A little Google is a dangerous thing.
And I don't have an emergency preparedness kit, so I guess I should get shoppin' for chocolate.
Your post didn't have me thinking you were crazy. It had me wondering where I would store twenty gallons of water if I had to ;)...and I totally am going to start (slowly) buying up some gallons of it when I shop.
Holy smokes! We only have two boxes of ceral in our pantry (we are not ceral or mac and cheese eaters, but my dark chocolate supply is fine.
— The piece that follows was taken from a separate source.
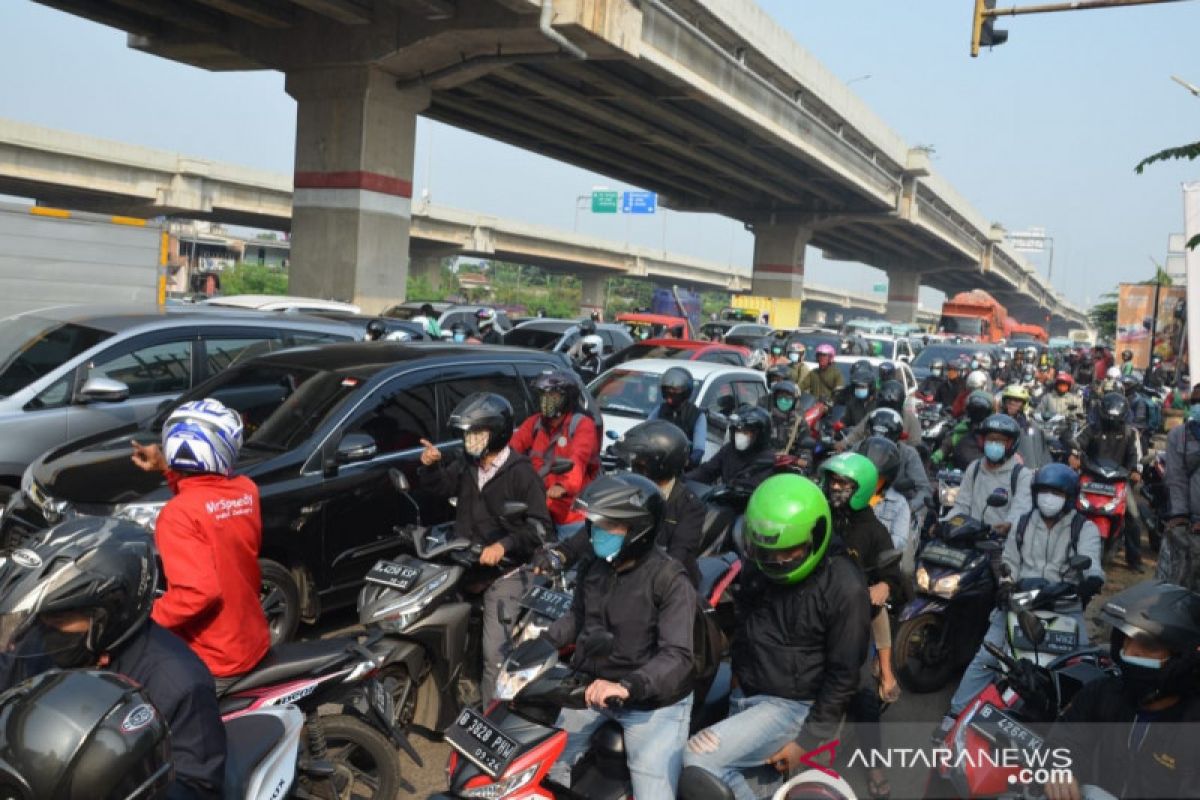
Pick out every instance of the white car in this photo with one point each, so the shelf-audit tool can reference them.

However, maybe I better go out and buy some more, just in case:-) Oh, do not forget the red wine:-)
Your blogs almost always are guaranteed to make me chuckle, this one had me laughing out loud.
I think a great deal of this wonderful humor was lost on us high schoolers (I'd like to think I got some of it then...)
Enjoy the capers!
I told my husband about Googlechondriac and it's definition. Big mistake. I'm never going to hear the end of it now.
OMG! You crack me up. Mostly because I think you're my twin from another mother. My doctor can always tell when I've "read up" before I come in to see her.
Good luck with the swine flu in Maine. I'm in Texas. Yeah, don't think I haven't stocked my shelves to the ceiling. I may be the only one who lives here right now, but evidently, I'm prepared to take in refugees.
Allison: MS! That's one I've missed self-diagnosing myself with...must get on that ASAP.
Jenia: You were one of the few who always got my jokes. :)
Dawn & Cindy: I'm so glad to hear I'm not alone! Doctors must roll their eyes when they see us coming...
I am also a food hoarder. And a hand-washing freak. Just don't look up the photos of microscropic critters on unwashed hands and hair not in a hair net, okay? Don't do it.